L2/00-375

Kenneth Whistler <kenw@sybase.com> on 10/09/2000 04:14:23 PM
To:   "Multiple Recipients of Unicore" unicore@unicode.org

Subject:  Re: Agenda Item: Script Names


Mark,

> At the next UTC, I will propose that we make draft TR #24 into a TR, and
> put the data file into the next version of the UCD. (See
> http://www.unicode.org/unicode/reports/tr24/). If you would have any
> problems with that, please send your feedback now so that we have a chance
> to discuss it before the meeting.

Grump, grump.

Well, in this case, silence is in danger of being taken as assent, so
since I don't exactly see a long line at the microphone, I guess I'm
nominated.

Executive summary: This DUTR is not ready for prime time yet, and I do not think it should be progressed to a TR.

A simple problem to deal with:

The Status block in the 1.1 version on the web now is incorrect. The
title shows this to be a DUTR, but the status block has not been updated
from the PDUTR. I know, picky, picky, but we have processes and status
blocks on these things for a reason.

More substantive issues follow.

This DUTR is basically just a one-page introduction for the data file
Scripts.txt, which is intended eventually to be a part of the Unicode
Character Database. A more rigorous introduction is actually needed, since
it is inevitable that: a) the data file *is* going to be part of the UCD,
presumably as soon as possible, and b) the DUTR is of a nature that
guarantees that eventually it will be turned into a UAX -- i.e., part of
the standard itself. This is not just informative material, although it
is getting its camel's nose under the tent that way, but stuff that is
on an inexorable path to becoming part of the Unicode Standard itself.
Hence, I want questions answered *before* we approve this thing, rather
than scramble around trying to sort things out *after* approval.

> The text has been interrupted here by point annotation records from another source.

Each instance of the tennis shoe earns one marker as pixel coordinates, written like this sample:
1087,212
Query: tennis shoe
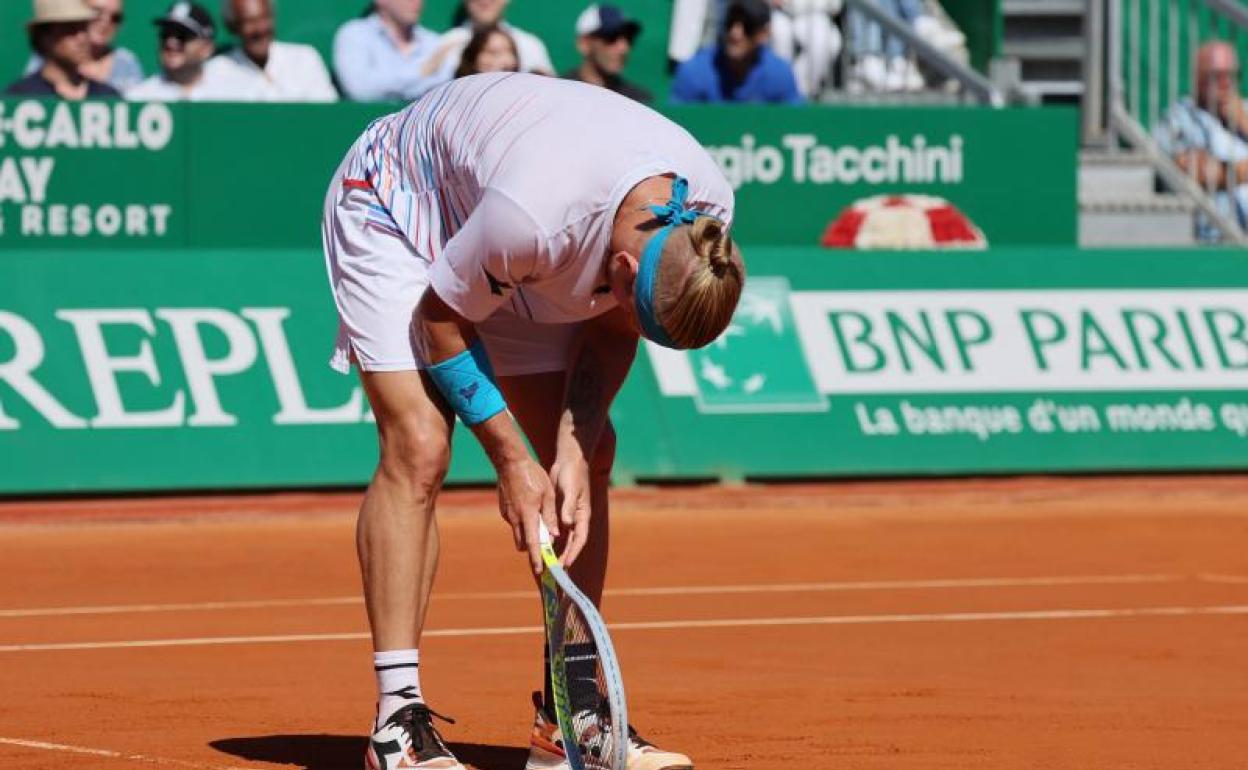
546,748
409,741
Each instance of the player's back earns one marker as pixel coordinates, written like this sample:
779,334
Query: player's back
560,149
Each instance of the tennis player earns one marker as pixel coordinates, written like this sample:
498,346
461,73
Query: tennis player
496,252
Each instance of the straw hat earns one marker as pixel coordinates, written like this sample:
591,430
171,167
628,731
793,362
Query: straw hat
61,11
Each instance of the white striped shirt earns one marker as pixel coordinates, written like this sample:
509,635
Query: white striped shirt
509,185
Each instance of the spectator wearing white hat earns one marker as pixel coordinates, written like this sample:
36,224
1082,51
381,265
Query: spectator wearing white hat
186,39
263,69
604,38
116,66
388,55
59,35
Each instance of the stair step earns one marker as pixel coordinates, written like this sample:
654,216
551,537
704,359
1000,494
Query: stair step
1043,8
1157,220
1066,49
1108,177
1053,87
1156,204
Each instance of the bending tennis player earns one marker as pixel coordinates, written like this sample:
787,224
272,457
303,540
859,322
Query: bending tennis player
496,251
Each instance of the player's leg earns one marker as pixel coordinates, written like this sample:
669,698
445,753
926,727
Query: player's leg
377,280
397,542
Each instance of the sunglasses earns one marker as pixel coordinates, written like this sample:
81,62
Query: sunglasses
182,36
612,39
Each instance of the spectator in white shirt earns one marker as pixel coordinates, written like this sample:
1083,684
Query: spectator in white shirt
263,69
387,55
185,35
484,13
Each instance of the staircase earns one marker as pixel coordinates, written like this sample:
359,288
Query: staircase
1120,206
1046,38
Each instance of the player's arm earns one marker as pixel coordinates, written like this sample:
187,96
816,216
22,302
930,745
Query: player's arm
494,251
600,360
459,368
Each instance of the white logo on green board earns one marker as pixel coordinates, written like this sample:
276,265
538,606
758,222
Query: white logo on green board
755,366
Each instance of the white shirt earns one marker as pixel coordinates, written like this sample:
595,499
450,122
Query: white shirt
214,85
293,73
529,48
509,185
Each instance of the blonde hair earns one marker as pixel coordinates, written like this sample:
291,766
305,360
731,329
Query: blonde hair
700,280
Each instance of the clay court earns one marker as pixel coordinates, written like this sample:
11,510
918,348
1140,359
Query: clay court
1004,623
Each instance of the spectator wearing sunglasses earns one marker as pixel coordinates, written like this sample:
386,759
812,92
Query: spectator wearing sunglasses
59,36
604,38
265,69
116,66
186,39
740,66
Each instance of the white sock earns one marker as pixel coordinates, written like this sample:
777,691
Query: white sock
398,680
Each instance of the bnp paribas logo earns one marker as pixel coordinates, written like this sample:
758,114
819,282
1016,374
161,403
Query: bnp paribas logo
756,366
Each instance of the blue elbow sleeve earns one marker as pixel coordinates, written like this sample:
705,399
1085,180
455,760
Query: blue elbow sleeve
467,382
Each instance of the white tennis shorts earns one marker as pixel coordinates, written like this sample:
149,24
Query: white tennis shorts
377,278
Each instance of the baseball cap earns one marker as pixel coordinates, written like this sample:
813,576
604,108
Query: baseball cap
754,14
607,21
191,16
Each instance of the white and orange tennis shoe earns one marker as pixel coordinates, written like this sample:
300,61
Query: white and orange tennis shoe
546,748
409,741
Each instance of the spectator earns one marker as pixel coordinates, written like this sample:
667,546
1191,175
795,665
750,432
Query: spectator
119,68
804,35
262,69
740,66
387,55
604,38
882,64
185,35
59,35
491,50
1206,136
479,13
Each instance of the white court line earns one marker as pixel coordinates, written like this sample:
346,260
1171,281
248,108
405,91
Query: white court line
134,758
507,630
670,590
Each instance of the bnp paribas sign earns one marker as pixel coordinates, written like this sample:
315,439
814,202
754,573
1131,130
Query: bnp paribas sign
121,370
982,363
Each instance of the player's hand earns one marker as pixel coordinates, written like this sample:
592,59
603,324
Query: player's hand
524,496
570,478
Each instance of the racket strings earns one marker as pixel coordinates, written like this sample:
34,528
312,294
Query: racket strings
588,692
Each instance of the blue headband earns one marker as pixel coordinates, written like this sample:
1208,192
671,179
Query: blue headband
673,215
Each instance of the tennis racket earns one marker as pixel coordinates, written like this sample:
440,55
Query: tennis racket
584,673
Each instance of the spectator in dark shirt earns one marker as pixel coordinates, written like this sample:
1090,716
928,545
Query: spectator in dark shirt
59,36
740,66
489,50
604,38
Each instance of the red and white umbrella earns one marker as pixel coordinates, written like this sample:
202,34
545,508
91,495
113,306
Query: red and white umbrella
902,221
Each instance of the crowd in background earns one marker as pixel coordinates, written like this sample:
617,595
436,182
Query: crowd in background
779,51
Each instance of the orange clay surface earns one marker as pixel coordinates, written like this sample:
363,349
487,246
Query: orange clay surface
1005,624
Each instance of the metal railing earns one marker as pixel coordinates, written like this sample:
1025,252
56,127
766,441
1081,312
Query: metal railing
1141,61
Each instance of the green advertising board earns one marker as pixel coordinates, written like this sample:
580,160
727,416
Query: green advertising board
124,371
234,176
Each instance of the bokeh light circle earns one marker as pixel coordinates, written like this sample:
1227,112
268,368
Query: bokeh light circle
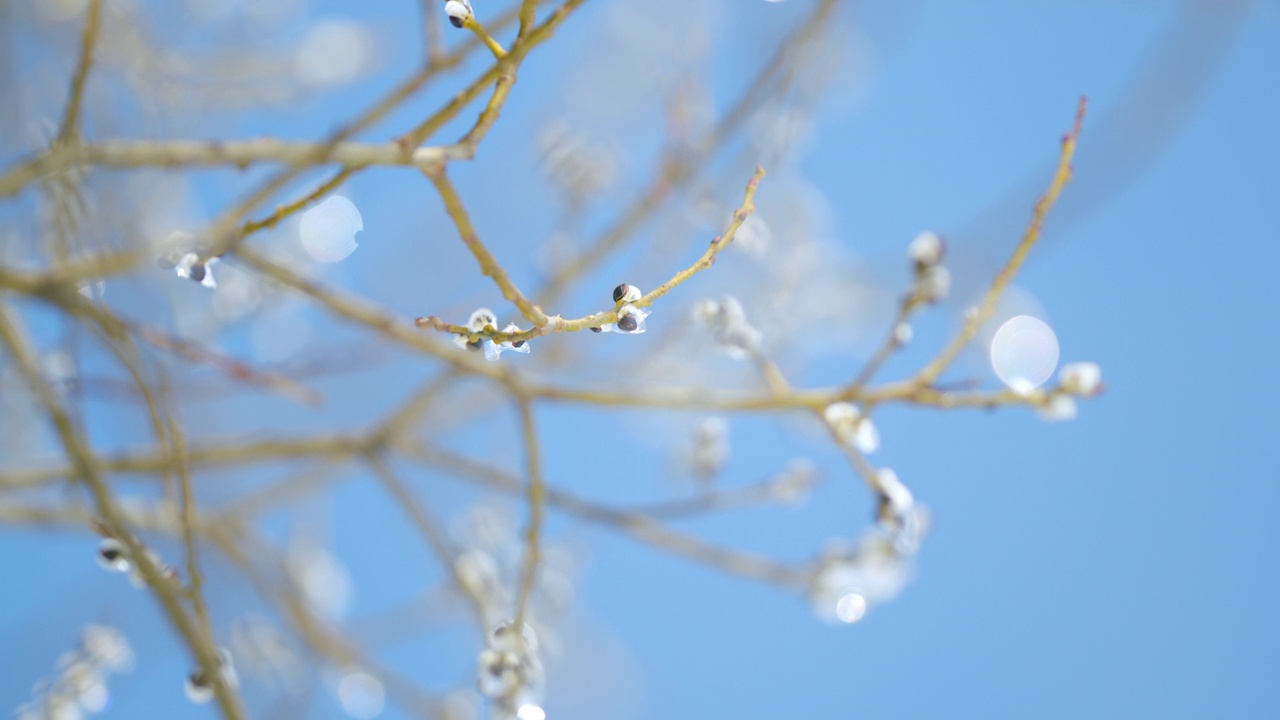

The most glaring problem is that the list of script names is not
present in the DUTR itself. It just points to Scripts.txt as if that
is good enough. But it clearly is *not* good enough. Why? Because Scripts.txt
is presenting a new *partition* of Unicode properties. Whenever a partition
is created, it raises issues of how that partition is to be extended.
But in this case, it is inevitable that new values are going to be added
to this partition in the near future. The handling of that extensibility
needs to be explicitly stated in the document. This is a different kind
of partition from the General Category partition, which we have explicitly
stated is *never* again to be given additional values.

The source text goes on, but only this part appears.